Upgrade Procedures
How to upgrade Talos, Kubernetes, and everything else.
Before You Upgrade
Always a good idea to check things are healthy first:
kubectl get nodes
kubectl -n rook-ceph exec -it deploy/rook-ceph-tools -- ceph status
And maybe take a manual backup of anything critical:
task volsync:snapshot APP=<app> NS=<ns>
Talos Upgrades
Single Node
task talos:upgrade-node NODE=m0 VERSION=v1.9.0
This downloads the Talos version from the factory, applies it with secure boot, and reboots.

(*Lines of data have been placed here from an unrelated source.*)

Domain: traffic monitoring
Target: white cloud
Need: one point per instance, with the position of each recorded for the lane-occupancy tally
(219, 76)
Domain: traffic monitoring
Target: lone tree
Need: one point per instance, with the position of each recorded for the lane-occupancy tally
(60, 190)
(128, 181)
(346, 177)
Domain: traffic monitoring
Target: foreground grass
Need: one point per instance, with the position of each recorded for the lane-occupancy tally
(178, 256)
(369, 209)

Times out after 10 minutes.
Rolling Upgrade
For the whole cluster, just do them one at a time and wait for each to come back:
task talos:upgrade-node NODE=m0 VERSION=v1.9.0
# wait for it to rejoin
task talos:upgrade-node NODE=m1 VERSION=v1.9.0
# wait
task talos:upgrade-node NODE=m2 VERSION=v1.9.0
Between each, verify the node is Ready and Ceph is healthy:
kubectl get nodes
kubectl -n rook-ceph exec -it deploy/rook-ceph-tools -- ceph status
Kubernetes Upgrades
task talos:upgrade-k8s
This upgrades Kubernetes across all nodes. The version comes from kubernetes/apps/system-upgrade/tuppr/upgrades/kubernetes.yaml.
Flux and Helm Charts
Renovate handles this automatically - it creates PRs when updates are available. Just review and merge them.

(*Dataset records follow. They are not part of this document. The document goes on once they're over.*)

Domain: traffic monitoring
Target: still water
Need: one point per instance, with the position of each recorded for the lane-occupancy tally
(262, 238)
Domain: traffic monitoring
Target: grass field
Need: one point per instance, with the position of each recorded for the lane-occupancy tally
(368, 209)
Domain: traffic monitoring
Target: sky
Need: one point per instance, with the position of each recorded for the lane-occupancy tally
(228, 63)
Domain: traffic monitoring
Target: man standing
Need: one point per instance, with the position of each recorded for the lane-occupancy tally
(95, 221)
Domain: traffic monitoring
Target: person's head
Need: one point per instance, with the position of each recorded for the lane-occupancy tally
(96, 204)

To force a reconcile after merging:
task kubernetes:reconcile
Merge Renovate PRs
# List open PRs
task github:pr:list
# Merge one
task github:pr:merge ID=123
# Merge all of them
task github:pr:merge:all
ARC Upgrade
Actions Runner Controller needs a special upgrade process because of CRD stuff:
task kubernetes:upgrade-arc
This uninstalls the runner and controller, waits a bit, then reconciles them back via Flux.
Rollback
Talos
Talos keeps the previous install around. Reboot and pick the old one from the boot menu:
task talos:reboot-node NODE=<node> MODE=powercycle
Flux/Helm
Just revert the commit and push:
git revert <commit>
git push
task kubernetes:reconcile
If Things Go Wrong
Node Stuck During Upgrade
Check whats happening:
talosctl -n <node> dmesg | tail -100
Force a reboot if needed:
task talos:reboot-node NODE=<node> MODE=powercycle
Can't Connect After Upgrade
Regenerate kubeconfig:
task talos:kubeconfig
Helm Releases Failing
Restart failed releases:
task kubernetes:hr:restart